Read the full text of the oral statement below
International Humanist and Ethical Union
UN Human Rights Council, 43rd Session (24th February – 20th March 2020)
General Debate Item 4
Kacem El Ghazzali
“Killing this apostate is bad for him in this life but he will benefit from it in the afterlife”
This absurd yet clear incitement to murder was pronounced on 28 February by a prominent Imam in Somalia against Mahmoud Jama Ahmed, a Humanities professor at the university of Hargeisa.

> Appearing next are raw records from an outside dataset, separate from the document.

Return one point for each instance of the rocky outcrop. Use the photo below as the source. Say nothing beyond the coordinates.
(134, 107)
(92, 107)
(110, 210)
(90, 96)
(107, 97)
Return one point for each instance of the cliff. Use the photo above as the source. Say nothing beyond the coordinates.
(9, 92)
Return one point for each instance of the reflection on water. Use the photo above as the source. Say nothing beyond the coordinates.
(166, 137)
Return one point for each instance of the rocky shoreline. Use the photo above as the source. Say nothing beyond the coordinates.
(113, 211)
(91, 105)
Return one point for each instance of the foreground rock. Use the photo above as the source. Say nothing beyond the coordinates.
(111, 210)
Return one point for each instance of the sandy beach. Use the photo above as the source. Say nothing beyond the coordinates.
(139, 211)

2019 Mahmoud was sentenced to two and half years in jail for blasphemy, the prosecutors petitioned to increase Mahmoud’s sentence to death, but the original sentence was upheld.
After 10 months in Jail, Mahmoud was released by presidential pardon, on the condition that he does not publish any articles and he is suspended from any university work for five years.
So, what did Professor Mahmoud do that was considered blasphemous and worthy of the death penalty? He asked via Facebook whether “praying to God for water is really a useful strategy to overcome the drought that affects Somalia every year?”
In a similar case, 17-year-old student and Yemeni national, Tujan Albukhaiti, was tried on charges of insulting religious feelings because of some tweets. Tujan, who lives in a country where writer Nahed Hatr was assassinated because of similar accusations of “blasphemy,” has also been subjected to several death threats.
The cases of Mahmoud and Tujan demonstrate clearly how blasphemy laws are being used as pretext to silence public intellectuals and students from expressing their opinions or any constructive criticism.
We object fundamentally to the notion that “blasphemy” should be treated as a criminal offence, and we call on Somalia to offer protection to Professor Mahmoud and on Jordan to guarantee the safety of the 17 year-old student and to drop the blasphemy charges against her.
مجلس حقوق الإنسان التابع للأمم المتحدة ، الدورة 43 (24 فبراير – 20 مارس 2020)
المناقشة العامة البند 4
“قتل هذا المرتد أمر سيء له في هذه الدنيا، لكنه سيستفيد منه في الحياة الأخرة”
هذا التحريض السريالي على القتل أعلنه إمام مشهور في الصومال ضد أستاذ الفلسفة محمود جامع أحمد.
الأستاذ محمود حكم عليه بالسجن لمدة عامين ونصف بتهمة ازدراء الإسلام، أما المدعي العام فقط اتهمه بالردة و طالب بإعدامه.
بعد 10 أشهر من الإعتقال، تم إطلاق سراح محمود بموجب عفو رئاسي، شريطة أن لا ينشر أي مقالات أو أن يزاول أي عمل جامعي لمدة خمس سنوات.
لكن نتسائل، ما الذي فعله هذا الأستاذ حتى يتم اتهامه بالردة ويطالب المدعي العام بإعدامه؟
ببساطة طرح الأستاذ السؤال البديهي والمشروع الآتي: “هل صلاة الإستسقاء استراتيجية ناجعة للتغلب على الجفاف؟”
و في قضية أخرى تتم هذه الأيام بالأردن محاكمة تلميذة تدعى تواجان البخيتي بتهمة إهانة المشاعر الدينية. توجان أصبحت تعيش حالة من الرعب مهددة من جهة بالاعتقال ومن جهة أخرى الاغتيال.
السيد الرئيس، إن قضيتا كل من الأستاذ محمود والتلميذة توجان توضحان بجلاء كيف أن قوانين التجديف تستخدم كذريعة من أجل إسكات المثقفين والطلاب.
لذلك نحن نعترض من جديد على اعتبار “التجديف” جرائم جنائية، وندعو الصومال إلى توفير الحماية للأستاذ كما نطالب دولة الأردن بضمان سلامة الطالبة ذات الربيع ال 17 وإسقاط تهم التجديف عنها.